Microsoftは、膨大な資産があるWindows旧バージョン向けのデスクトップアプリケーション群をWindows 10のネイティブ実行基盤である「UWP(Universal Windows Platform)」対応のモダンなアプリケーションに変換し、Windowsストア経由で配信可能にするための開発を続けている。
この取り組みはWindows 10の開発中に明らかにされ、これまで「Project Centennial」「Windows Bridge for Classic Windows apps」「Desktop App Converter」「Desktop Bridge」と、Microsoftが新しい発表をする度に名前が変わってきた。現在は「Desktop App Converter Preview」の名称でプレビュー版のツールが配信されている。
デスクトップアプリのインストールファイル(.msiなど)を所有するユーザーや開発者は、このツールを使ってUWPアプリの配信用パッケージを生成することが可能だ。ここで生成されたパッケージはAnniversary Update以降のWindows 10が動作対象となる。
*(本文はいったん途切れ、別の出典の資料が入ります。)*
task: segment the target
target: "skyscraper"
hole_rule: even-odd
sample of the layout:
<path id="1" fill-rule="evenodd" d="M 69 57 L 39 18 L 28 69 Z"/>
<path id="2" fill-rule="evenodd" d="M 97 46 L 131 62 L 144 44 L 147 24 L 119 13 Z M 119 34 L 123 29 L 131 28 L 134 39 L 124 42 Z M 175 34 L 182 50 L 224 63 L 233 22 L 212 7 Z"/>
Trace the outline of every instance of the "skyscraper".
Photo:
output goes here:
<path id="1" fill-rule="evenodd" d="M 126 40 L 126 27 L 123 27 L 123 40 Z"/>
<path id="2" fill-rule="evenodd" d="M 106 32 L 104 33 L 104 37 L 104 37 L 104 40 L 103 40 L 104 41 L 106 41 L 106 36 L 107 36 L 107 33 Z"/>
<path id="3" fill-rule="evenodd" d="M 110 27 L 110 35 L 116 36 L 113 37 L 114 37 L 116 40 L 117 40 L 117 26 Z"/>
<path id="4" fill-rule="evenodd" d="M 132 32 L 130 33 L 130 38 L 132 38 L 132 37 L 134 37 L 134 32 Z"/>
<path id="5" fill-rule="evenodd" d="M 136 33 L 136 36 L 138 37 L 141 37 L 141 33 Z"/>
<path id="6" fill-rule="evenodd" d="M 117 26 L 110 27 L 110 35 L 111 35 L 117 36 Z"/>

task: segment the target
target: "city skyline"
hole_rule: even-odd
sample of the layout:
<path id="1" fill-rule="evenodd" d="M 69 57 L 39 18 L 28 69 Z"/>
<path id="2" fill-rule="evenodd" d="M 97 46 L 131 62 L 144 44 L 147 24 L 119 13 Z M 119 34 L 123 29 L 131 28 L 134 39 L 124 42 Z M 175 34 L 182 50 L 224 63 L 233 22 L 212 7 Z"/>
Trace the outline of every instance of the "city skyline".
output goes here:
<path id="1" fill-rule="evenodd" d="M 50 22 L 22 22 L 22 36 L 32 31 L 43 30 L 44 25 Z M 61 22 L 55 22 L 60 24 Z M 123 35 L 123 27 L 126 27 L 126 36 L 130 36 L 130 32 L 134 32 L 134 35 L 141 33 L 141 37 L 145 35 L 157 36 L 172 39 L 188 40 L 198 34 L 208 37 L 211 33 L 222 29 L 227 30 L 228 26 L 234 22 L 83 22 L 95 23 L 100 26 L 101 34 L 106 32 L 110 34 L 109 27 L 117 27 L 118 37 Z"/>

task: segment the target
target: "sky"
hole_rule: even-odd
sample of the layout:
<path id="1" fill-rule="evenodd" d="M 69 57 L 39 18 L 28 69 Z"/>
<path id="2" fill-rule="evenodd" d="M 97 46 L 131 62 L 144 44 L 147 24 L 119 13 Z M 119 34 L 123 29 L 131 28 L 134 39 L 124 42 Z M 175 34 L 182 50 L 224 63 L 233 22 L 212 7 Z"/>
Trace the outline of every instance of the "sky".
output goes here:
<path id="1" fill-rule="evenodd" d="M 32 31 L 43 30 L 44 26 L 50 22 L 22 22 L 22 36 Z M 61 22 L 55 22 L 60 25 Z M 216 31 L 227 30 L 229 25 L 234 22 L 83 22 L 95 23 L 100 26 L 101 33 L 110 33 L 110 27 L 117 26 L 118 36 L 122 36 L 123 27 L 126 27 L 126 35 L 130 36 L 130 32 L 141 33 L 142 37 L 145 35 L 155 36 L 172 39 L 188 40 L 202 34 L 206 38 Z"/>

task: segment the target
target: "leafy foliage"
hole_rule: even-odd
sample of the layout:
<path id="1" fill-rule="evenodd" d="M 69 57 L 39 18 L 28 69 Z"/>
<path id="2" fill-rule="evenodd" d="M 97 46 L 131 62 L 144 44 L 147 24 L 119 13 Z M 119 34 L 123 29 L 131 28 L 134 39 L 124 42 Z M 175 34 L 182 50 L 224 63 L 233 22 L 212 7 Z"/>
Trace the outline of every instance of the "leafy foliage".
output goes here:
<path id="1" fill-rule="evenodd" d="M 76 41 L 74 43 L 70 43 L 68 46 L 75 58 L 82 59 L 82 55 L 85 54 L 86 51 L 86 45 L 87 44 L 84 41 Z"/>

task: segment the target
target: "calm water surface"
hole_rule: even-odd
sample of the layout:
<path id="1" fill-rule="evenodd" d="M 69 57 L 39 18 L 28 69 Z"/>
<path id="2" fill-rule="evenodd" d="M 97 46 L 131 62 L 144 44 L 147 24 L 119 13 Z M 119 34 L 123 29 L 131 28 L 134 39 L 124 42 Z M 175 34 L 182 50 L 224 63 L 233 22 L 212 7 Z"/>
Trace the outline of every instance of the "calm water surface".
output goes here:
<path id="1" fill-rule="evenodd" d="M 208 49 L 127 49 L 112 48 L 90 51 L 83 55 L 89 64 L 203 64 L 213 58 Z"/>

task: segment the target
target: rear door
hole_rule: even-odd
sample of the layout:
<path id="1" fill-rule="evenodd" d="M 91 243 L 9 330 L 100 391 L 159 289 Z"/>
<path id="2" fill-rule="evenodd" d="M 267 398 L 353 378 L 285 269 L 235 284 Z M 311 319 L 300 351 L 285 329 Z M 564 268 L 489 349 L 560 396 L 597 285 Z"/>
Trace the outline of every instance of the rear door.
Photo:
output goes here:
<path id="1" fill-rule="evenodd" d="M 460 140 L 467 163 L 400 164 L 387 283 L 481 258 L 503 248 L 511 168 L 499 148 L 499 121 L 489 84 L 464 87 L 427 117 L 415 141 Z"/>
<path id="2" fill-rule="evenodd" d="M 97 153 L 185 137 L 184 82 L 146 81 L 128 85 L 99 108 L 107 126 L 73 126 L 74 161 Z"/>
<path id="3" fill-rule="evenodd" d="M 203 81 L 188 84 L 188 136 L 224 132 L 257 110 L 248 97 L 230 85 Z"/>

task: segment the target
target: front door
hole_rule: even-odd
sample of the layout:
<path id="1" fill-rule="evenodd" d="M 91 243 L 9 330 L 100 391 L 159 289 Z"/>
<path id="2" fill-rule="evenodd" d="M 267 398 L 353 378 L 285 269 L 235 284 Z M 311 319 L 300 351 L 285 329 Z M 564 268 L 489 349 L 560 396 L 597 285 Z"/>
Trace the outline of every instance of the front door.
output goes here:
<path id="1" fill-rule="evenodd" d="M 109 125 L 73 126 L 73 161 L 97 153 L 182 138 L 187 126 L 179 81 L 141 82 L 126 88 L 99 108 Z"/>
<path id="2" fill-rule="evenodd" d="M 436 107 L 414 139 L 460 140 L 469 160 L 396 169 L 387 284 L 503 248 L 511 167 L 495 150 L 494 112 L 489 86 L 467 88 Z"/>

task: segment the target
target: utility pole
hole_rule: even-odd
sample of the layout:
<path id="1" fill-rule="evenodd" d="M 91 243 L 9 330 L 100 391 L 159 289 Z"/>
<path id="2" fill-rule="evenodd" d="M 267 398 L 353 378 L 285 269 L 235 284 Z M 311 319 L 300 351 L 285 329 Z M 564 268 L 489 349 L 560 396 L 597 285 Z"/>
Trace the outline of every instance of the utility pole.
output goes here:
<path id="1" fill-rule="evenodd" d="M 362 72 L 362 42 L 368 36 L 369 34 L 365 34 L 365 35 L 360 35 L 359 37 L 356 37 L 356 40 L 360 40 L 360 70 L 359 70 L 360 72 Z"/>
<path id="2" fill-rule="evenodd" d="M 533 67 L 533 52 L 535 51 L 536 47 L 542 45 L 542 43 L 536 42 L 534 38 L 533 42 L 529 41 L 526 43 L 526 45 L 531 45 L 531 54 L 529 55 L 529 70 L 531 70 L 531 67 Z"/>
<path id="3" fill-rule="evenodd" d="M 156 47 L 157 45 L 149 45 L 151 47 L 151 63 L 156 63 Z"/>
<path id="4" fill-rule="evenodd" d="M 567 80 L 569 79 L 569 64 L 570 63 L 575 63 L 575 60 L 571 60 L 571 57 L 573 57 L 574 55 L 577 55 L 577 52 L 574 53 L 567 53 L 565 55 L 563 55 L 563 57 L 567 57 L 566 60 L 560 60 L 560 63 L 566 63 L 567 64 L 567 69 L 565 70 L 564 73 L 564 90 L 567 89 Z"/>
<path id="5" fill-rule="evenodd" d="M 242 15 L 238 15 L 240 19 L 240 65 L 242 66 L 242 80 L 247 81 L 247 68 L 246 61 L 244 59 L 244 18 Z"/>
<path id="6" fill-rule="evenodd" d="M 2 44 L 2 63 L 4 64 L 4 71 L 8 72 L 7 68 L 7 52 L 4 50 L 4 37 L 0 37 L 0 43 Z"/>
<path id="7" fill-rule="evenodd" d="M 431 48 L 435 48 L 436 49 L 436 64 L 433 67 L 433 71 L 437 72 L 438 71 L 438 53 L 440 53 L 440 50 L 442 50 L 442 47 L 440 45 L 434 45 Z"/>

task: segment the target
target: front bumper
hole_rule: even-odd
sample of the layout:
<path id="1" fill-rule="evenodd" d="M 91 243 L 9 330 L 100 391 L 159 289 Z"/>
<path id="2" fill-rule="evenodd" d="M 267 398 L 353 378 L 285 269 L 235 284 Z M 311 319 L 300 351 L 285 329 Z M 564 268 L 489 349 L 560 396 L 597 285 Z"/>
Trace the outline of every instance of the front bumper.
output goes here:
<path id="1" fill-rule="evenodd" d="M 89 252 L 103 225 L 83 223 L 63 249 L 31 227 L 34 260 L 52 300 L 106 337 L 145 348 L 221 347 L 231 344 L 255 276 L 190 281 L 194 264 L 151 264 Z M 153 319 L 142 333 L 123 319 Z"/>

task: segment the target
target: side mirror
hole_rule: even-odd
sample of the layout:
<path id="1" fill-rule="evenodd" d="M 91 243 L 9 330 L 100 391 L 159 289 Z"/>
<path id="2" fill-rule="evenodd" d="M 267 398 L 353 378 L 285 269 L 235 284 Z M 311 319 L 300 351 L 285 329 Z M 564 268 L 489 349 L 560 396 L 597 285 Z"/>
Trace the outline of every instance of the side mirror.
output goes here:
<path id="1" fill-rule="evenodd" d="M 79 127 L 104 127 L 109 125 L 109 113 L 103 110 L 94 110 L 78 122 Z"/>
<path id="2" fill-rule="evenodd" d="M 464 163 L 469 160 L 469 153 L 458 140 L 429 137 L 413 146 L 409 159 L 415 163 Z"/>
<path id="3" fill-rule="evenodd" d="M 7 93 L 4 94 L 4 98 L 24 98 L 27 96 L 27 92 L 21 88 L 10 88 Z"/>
Microsoftによれば、同ツールの利用でEvernoteなど一部のアプリが既にWindowsストア経由で導入可能になっているという。
UWP化のメリットを挙げると、開発者にとっては「旧来のWindowsデスクトップアプリをWindowsストア経由で多くのユーザーに配信できること」、企業のネットワーク管理者には「社内でのアプリの配信や管理が容易になること」、そして一般ユーザーには「レジストリやシステムフォルダを汚すことなくアプリが導入でき、PCの乗り換え時にはWindowsストア経由で簡単に復帰できること」が大きい。
米ZDNetのメアリー・ジョー・フォリー氏によれば、現状ではWin32または.NETアプリのみがUWP対応アプリに変換可能で、その動作環境もPC向けのWindows 10(for PC)のみが対象となるが、Microsoftは公式に「Windows 10 MobileやXbox Oneでも動作可能な形のUWPにしていきたい」と説明しているという。
ただし、2016年3月末に開催された開発者会議「Build 2016」の現地レポートで紹介した通り、この変換作業は開発者の手作業に依存する部分が大きく、実際はなかなか難しいのが現状だ。
少なくとも、開発者側にはWindows 10 MobileやXbox One、さらにはSurface Hubのような幅広いWindows 10デバイスで自身のアプリを動かしたいという強いモチベーションが必要になる。このあたりは、Windows用アプリの配信形式がUWPで統一されてきた後の課題だろう。